ANDHRA DAL

,

INGREDIENTS


Split pigeon pea (toor dal/arhar dal), soaked
1 cup
Raw banana, 1 cm cubes
2
Split Bengal gram (chana dal), roasted
2 teaspoon
Coriander seeds, roasted
2 teaspoon
Black peppercorns
6-8
Scraped coconut
2 teaspoon
dry red chilies
4 whole pods
Tamarind pulp
2 tablespoon
Turmeric powder
1/2 teaspoon
Salt
to taste
Olive oil
2 teaspoon
Mustard seeds
1/2 teaspoon
Cumin seeds
1/2 teaspoon
Curry leaves
6-8
Asafoetida
a pinch
Fresh coriander leaves, chopped
1 tablespoon

METHOD

Pressure cook toovar dal with raw bananas and two cups of water till three whistles are given out. Grind chana dal, coriander seeds, black peppercorns, coconut, dry red chillies with tamarind pulp to a smooth paste.
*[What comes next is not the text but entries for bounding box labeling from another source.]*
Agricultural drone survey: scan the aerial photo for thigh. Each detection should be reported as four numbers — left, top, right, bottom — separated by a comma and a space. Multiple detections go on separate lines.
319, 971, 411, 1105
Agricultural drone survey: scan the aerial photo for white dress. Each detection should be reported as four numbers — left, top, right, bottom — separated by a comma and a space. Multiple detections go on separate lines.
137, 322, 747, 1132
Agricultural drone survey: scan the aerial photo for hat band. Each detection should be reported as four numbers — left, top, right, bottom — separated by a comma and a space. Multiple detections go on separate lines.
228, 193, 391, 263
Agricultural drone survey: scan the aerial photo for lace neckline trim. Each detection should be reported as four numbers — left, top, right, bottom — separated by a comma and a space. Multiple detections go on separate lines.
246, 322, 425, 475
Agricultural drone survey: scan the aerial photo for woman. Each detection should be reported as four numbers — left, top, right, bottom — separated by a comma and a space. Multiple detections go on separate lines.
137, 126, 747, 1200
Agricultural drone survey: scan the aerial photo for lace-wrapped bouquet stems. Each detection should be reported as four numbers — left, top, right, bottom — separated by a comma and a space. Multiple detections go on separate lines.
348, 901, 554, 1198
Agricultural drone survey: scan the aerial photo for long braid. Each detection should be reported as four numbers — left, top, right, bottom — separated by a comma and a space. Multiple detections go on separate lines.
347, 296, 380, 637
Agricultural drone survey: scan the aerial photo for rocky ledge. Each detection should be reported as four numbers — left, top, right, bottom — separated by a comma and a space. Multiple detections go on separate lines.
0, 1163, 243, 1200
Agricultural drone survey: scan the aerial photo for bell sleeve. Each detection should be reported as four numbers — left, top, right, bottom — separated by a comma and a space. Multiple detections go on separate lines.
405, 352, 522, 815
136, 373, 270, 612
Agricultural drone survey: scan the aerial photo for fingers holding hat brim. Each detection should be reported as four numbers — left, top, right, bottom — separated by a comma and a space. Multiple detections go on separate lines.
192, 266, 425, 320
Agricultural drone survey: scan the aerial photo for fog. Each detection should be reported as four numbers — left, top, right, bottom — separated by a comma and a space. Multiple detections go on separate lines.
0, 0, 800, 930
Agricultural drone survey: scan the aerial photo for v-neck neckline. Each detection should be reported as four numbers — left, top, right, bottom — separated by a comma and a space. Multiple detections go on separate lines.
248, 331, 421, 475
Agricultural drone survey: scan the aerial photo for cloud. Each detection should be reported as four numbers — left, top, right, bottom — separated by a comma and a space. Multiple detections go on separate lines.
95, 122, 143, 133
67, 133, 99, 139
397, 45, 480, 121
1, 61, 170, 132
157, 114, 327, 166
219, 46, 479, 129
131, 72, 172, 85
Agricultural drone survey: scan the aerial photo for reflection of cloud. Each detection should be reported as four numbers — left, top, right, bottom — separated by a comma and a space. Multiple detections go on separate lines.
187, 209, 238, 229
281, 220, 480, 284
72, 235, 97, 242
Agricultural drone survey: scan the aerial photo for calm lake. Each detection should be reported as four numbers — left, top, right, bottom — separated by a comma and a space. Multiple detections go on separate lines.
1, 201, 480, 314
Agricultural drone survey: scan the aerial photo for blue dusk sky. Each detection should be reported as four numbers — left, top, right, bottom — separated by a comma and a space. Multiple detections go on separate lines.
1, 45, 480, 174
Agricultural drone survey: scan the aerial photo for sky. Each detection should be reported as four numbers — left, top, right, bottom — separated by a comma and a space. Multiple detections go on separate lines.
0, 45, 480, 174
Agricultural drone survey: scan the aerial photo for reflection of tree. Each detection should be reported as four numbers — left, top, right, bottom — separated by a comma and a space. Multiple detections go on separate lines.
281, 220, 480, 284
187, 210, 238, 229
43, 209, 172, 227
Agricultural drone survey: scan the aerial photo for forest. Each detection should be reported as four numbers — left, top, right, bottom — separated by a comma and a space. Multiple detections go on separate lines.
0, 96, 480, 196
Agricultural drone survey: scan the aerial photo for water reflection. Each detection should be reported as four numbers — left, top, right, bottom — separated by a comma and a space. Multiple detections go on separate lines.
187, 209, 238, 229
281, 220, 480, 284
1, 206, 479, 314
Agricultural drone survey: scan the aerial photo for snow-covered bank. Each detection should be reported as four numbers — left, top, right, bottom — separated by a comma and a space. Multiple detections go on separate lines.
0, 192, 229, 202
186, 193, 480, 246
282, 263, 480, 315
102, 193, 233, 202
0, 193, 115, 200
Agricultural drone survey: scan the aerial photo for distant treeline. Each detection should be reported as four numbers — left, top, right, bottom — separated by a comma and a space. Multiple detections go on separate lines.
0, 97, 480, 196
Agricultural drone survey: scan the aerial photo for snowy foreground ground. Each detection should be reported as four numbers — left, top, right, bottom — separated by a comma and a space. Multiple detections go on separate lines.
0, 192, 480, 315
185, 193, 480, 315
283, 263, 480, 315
Take a deep pan and mix together boiled dal, ground paste, turmeric powder and salt. Heat olive oil in a pan and add mustard seeds. As they begin to splutter add cumin seeds, curry leaves and asafoetida. Pour tempering over the dal and add coriander leaves. Bring dal to a boil on high heat, stirring constantly. Adjust consistency. Cook for two minutes. Serve hot with rice.